Por Philip Pullella CIDADE DO VATICANO (Reuters) - O Vaticano tentou na sexta-feira tranqüilizar os judeus a respeito de uma nova oração, que segundo alguns representa um apelo por sua conversão.

Reuters |

A Igreja explicou que a prece não indica alteração na elevada estima dos católicos pelos judeus e no seu desprezo pelo anti-semitismo.
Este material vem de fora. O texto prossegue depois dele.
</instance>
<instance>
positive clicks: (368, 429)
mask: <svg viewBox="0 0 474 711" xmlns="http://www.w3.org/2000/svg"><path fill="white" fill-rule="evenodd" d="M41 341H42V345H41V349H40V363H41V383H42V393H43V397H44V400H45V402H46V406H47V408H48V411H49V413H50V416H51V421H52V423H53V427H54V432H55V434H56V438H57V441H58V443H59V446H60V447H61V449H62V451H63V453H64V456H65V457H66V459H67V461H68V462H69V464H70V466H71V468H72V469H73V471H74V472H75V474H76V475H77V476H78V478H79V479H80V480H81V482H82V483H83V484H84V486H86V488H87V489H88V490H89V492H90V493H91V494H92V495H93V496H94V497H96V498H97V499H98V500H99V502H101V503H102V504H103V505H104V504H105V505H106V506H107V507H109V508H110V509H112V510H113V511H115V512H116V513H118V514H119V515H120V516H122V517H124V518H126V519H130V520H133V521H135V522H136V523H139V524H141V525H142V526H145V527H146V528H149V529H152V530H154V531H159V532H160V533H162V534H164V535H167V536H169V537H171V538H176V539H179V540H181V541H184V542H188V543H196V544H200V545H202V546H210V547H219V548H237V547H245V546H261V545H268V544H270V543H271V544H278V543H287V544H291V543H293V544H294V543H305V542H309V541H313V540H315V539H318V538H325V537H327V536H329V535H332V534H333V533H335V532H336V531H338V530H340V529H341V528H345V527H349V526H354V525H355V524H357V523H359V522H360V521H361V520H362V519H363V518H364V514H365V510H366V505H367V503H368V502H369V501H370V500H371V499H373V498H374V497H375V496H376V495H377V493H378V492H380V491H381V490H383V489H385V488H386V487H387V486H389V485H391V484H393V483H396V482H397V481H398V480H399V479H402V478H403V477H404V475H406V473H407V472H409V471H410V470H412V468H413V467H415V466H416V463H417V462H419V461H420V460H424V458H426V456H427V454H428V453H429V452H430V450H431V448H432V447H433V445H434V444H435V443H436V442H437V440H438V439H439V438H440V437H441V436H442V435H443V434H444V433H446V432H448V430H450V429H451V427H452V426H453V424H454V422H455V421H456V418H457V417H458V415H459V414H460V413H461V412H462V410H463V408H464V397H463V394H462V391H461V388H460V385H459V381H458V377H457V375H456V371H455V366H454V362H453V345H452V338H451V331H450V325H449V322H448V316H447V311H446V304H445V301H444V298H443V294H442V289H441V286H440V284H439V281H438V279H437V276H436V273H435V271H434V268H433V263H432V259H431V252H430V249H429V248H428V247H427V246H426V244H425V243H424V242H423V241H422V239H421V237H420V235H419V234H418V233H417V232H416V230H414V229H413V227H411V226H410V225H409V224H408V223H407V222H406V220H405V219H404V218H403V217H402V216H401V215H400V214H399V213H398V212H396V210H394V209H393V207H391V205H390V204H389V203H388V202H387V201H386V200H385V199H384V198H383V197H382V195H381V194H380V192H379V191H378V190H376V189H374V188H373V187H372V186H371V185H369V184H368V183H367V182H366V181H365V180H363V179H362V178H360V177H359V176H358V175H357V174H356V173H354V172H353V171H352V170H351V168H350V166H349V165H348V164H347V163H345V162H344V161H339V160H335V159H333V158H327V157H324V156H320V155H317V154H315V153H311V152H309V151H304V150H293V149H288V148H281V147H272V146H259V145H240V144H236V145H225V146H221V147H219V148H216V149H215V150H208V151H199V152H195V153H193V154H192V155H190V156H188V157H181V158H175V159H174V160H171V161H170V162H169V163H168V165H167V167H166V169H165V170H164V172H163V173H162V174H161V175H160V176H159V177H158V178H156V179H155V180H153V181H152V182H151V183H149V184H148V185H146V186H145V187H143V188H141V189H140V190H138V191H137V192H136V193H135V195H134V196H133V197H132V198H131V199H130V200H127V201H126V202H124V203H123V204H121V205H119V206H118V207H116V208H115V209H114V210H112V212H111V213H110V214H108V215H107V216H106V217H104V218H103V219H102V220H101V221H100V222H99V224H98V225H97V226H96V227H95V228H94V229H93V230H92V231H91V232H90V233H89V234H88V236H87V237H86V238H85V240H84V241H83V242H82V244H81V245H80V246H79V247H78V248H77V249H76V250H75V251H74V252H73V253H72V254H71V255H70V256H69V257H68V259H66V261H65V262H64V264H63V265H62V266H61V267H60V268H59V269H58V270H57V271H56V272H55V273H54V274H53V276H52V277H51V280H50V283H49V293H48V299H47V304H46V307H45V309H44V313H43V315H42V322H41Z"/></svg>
Mas alguns grupos judaicos acham que apenas essas declarações não bastam.

A Liga Anti-Difamação considerou perturbador que o Vaticano não tenha 'dito especificamente que a Igreja Católica se opõe ao proselitismo em relação aos judeus' e acusou o Vaticano de 'dar dois passos à frente e três passos atrás.'

Em uma nota -- que segundo fontes do Vaticano foi aprovada e parcialmente redigida pelo papa --, a Igreja salienta que a nova oração, adotada em alguns ritos da Sexta-Feira Santa, 'de forma alguma pretende indicar uma mudança na estima da Igreja Católica pelos judeus'.

Fontes judaicas e católicas disseram que a mensagem foi entregue ao secretariado do rabinato-chefe de Israel.
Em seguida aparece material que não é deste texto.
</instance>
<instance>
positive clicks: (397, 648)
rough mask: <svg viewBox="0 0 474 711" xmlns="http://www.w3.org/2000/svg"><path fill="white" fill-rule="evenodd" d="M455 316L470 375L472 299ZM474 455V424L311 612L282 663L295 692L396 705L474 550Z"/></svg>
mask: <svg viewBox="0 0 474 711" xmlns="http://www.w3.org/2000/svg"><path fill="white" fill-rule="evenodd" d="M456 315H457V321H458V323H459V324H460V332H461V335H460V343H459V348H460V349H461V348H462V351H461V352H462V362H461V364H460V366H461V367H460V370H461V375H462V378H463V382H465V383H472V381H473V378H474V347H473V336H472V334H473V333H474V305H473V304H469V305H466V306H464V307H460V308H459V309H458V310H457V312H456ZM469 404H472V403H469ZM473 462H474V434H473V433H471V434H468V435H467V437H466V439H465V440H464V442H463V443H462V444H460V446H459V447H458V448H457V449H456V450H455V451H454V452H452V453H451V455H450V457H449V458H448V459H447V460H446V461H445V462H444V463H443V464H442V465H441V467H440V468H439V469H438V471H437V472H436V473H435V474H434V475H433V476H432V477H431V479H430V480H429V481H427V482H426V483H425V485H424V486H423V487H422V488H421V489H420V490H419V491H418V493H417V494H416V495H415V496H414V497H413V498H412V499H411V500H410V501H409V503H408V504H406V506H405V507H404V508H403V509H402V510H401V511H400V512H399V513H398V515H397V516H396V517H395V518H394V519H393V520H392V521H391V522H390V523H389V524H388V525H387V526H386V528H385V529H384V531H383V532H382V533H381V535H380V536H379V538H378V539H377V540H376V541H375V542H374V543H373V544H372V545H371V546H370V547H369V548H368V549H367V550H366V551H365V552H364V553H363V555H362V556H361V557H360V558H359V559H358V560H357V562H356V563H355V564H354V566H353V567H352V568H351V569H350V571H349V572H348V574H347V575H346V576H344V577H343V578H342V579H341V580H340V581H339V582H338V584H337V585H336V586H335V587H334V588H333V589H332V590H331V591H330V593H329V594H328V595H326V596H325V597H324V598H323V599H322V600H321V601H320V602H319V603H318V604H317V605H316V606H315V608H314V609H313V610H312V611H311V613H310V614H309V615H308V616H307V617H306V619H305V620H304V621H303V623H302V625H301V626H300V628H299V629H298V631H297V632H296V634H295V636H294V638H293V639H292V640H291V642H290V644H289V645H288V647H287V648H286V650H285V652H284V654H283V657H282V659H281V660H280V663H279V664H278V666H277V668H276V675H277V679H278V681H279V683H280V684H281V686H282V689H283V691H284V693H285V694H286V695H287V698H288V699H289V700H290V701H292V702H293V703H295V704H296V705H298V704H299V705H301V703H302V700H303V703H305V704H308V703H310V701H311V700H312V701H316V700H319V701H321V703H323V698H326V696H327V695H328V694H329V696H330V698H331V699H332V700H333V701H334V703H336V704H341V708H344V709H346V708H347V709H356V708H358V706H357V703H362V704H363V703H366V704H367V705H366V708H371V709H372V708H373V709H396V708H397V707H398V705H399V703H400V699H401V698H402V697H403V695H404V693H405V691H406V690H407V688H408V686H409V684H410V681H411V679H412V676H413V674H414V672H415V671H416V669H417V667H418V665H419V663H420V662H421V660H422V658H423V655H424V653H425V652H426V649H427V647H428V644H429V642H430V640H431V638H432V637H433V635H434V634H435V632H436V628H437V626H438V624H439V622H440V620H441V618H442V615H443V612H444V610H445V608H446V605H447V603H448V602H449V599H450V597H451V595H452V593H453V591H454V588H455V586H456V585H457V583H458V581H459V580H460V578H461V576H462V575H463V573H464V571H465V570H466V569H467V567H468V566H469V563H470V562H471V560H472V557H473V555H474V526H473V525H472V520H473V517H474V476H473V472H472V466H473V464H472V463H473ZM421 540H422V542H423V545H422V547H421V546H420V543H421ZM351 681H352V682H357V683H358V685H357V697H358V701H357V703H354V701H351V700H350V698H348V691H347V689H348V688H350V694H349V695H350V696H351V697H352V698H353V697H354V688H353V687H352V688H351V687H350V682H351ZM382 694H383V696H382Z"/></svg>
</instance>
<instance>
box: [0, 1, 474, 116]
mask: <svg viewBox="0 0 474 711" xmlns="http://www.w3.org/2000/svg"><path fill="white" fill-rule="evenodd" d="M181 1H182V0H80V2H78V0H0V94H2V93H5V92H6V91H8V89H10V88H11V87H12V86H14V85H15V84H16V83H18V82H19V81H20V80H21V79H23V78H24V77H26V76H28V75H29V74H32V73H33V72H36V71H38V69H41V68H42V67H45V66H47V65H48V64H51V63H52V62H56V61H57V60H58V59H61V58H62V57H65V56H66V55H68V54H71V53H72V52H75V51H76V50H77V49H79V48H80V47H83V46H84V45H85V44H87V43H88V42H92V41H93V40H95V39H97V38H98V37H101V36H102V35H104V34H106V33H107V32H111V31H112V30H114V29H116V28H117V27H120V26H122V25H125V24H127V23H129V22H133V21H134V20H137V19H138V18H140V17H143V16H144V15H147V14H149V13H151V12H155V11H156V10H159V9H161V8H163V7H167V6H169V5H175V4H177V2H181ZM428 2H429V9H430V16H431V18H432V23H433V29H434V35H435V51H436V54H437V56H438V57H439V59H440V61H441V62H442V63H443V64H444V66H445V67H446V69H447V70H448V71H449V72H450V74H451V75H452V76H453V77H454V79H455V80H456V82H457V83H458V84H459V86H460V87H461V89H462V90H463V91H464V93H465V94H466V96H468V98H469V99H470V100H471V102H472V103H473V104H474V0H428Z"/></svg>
O Vaticano tenta resolver a polêmica antes da viagem deste mês do papa aos Estados Unidos, onde ele vai reunir-se com lideres judaicos e visitar uma sinagoga de Nova York.

Em fevereiro, o Vaticano reviu uma polêmica oração latina usada por católicos tradicionalistas na Sexta-Feira da Paixão, retirando a alusão à 'cegueira' dos judeus em relação a Cristo e os pedidos para que Deus 'remova o véu de seus corações'.
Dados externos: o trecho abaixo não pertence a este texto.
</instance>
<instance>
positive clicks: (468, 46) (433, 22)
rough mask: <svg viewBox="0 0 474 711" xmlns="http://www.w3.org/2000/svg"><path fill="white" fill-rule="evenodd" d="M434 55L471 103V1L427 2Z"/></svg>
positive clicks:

Mas os judeus lamentaram que a nova versão ainda diga que os judeus deveriam reconhecer Jesus como o salvador de todos os homens.

A nota de sexta-feira diz que a relação com os judeus ainda se baseia na histórica declaração Nostra Aetate, do Concílio Vaticano Segundo (1965), que repudiava o conceito de culpa coletiva dos judeus pela morte de Cristo.

'A Nostra Aetate apresenta os princípios fundamentais que sustentaram e continuam a sustentam os laços de estima, diálogo, amor, solidariedade e colaboração entre católicos e judeus', diz a nota.

A Igreja 'rejeita cada atitude de desprezo e discriminação contra os judeus, repudiando firmemente qualquer tipo de anti-semitismo', acrescentou.

O rabino David Rosen, presidente do Comitê Judaico Internacional para as Consultas Inter-religiosas e importante interlocutor do Vaticano também disse esperar uma renúncia explícita ao proselitismo.

'Está implícito na nota que a estima e a solidariedade implicam que o proselitismo é inapropriado, mas eu ficaria mais feliz se isso tivesse sido dito explicitamente', disse Rosen à Reuters.